Há um pouco de tudo em The Procession to Cavalry, o que é um feito para uma campanha tão curta, mas consistente e sem pontas soltas ou momentos mortos, onde todas as sequências complementam perfeitamente a nossa viagem em busca de Heavenly Peter, o antigo tirano do país. A narrativa não perde tempo com trivialidades e coloca a nossa guerreira, desgostosa com o final da guerra e da carnificina, em busca desta figura tirânica enquanto observa o mundo à sua volta a mudar lentamente. O humor exponencia o conceito e tal não seria possível, na minha opinião, se The Procession to Cavalry se esforçasse em criar situações desnecessárias para aumentar a sua duração. O seu conceito é invulgar, mas só funciona num ambiente controlado e com limites muito definidos, e Richardson foi inteligente na sua abordagem.

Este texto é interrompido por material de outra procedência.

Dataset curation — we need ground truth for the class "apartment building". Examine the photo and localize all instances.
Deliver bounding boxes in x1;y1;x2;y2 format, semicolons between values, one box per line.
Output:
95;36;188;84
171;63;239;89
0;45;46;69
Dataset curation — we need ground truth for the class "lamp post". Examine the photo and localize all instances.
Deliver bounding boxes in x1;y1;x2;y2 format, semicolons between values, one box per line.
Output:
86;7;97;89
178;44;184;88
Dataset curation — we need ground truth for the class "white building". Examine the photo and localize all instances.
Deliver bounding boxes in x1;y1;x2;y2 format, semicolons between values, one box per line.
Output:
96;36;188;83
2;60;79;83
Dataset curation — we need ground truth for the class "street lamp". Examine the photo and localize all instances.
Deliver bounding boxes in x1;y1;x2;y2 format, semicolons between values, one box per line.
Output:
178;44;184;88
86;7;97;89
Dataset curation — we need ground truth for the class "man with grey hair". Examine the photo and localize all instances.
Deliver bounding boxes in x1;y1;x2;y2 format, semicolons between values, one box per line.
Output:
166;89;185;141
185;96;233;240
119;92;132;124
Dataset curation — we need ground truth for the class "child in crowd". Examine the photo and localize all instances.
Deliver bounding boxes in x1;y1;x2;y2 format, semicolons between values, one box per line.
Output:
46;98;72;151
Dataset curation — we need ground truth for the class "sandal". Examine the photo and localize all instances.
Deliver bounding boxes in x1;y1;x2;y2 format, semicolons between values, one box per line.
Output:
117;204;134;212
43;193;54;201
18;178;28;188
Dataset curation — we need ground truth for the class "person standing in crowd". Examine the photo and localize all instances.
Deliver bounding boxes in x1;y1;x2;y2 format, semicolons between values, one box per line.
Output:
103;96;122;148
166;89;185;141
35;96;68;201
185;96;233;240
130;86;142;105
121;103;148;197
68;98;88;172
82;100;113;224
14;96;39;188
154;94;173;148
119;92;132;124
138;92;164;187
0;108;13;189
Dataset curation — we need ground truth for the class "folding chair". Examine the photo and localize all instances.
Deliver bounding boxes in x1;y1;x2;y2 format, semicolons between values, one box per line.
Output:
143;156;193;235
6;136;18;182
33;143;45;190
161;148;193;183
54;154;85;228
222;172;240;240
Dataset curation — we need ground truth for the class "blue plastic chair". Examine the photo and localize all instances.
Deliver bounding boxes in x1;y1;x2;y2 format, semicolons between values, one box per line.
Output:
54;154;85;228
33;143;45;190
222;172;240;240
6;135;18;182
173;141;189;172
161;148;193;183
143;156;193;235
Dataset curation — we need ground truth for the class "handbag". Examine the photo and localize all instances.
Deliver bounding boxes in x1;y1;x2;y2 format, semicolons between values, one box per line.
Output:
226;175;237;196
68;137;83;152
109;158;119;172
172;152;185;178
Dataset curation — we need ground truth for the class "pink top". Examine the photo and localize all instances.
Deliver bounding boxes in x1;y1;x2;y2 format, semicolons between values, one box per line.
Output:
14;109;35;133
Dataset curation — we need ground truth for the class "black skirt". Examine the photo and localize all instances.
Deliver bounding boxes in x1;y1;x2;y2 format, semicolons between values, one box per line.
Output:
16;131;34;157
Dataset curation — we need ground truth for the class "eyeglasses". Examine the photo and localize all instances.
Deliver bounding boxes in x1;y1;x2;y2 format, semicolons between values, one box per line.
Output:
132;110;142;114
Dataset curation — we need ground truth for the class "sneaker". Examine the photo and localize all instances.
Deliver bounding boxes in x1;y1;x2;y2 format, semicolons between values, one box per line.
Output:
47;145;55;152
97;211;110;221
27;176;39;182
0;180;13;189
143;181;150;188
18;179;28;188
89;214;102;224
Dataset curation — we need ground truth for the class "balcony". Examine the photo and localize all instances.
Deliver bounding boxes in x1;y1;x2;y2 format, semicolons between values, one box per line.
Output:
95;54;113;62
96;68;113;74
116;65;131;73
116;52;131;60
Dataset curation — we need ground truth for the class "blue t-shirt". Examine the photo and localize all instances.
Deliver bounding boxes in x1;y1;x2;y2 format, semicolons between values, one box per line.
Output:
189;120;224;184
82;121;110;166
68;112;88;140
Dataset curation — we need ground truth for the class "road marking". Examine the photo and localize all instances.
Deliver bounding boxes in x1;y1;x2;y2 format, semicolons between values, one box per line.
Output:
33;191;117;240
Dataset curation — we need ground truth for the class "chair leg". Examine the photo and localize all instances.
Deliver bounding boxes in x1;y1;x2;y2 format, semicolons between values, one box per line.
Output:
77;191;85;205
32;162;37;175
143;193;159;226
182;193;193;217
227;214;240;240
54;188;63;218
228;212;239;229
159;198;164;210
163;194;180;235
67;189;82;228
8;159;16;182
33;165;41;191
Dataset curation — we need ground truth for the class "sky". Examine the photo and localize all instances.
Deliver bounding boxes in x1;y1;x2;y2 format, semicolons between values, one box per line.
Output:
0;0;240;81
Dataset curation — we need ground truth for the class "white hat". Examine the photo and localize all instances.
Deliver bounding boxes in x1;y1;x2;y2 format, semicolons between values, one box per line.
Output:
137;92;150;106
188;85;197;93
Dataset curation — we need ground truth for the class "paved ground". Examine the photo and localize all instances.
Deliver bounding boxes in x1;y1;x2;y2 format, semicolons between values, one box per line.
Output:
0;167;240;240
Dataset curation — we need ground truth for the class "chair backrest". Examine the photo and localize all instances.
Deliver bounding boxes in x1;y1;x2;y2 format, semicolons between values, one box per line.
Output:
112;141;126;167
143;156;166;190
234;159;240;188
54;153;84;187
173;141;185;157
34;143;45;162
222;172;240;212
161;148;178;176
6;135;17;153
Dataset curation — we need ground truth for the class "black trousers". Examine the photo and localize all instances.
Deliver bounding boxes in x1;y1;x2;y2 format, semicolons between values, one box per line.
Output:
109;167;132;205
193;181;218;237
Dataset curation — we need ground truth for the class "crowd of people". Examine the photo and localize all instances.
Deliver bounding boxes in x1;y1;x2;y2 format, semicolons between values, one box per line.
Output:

Como se trata de um point and click, a duração de The Procession to Cavalry irá sempre depender da vossa destreza na resolução dos quebra-cabeça, mas posso confirmar que é uma das experiências mais acessíveis que já encontrei no género. Com um cursor, podemos mover a personagem ao longo dos cenários e aceder a pontos de interesse bem definidos nos cenários – e longe dos tempos de pixel-hunting –, onde têm a possibilidade de falar, observar ou tocar nos objetos e pessoas. Também existe um sistema de recolha de itens, que fica localizado no topo do ecrã – num menu escondido –, onde poderão arrastar intuitivamente os itens para os mapas. E existe também a oportunidade de matarem grande parte das personagens. Para tal, só precisam de brandir a vossa espada, mas fica o aviso: gravem sempre antes de tentarem tal façanha.
Os puzzles não sofrem de lógicas tresloucadas ou irrealistas e o jogo faz um excelente trabalho na exposição de dicas e na aplicação das regras do seu mundo. Mesmo com um humor absurdista, The Procession to Cavalry funciona sobre uma lógica interna muito forte e nunca me senti perdido ou frustrado por não saber o que tinha de fazer, mas sim envolvido e até motivado a experimentar regularmente com as peças que tinha. Com uma campanha curta e direcionada, cria-se também uma ligação perfeita entre os vários acontecimentos, com um problema a dar origem logicamente a outro, sempre intercalados pelo excelente sentido de humor. E mesmo que tenham problemas em identificar todos os pontos de interesse, o jogo tem a opção de tornarem visíveis os objetos interativos nos cenários.
Penso que já perceberam que adorei o meu tempo com The Procession to Cavalry, ao ponto de ver os seus três finais e todas as tarefas/ações secundárias. A minha cara moldou-se num enorme sorriso como não acontecia há muito tempo e as gargalhadas, a alta voz, foram uma constante. Pode não ser o point and click mais inspirado a nível mecânico que encontrarão no género, mas é um jogo seguro de si e da sua identidade, cuja confiança jorra por todos os seus poros: não só na arte, como na sua excelente banda sonora, que é acompanhada por composições de Bach, Beethoven, Vivaldi, entre outros.
É o equivalente a jogarmos um episódio de Black Adder, mas com a acidez de Black Books e o surrealismo de Garth Mareghi’s Darkplace. Resumindo, é recomendado para todos os fãs de bom humor.
Disponível para: PC, Xbox One, PlayStation 4 e Nintendo Switch
Jogado na PlayStation 4
Cópia para análise cedida pela Digerati.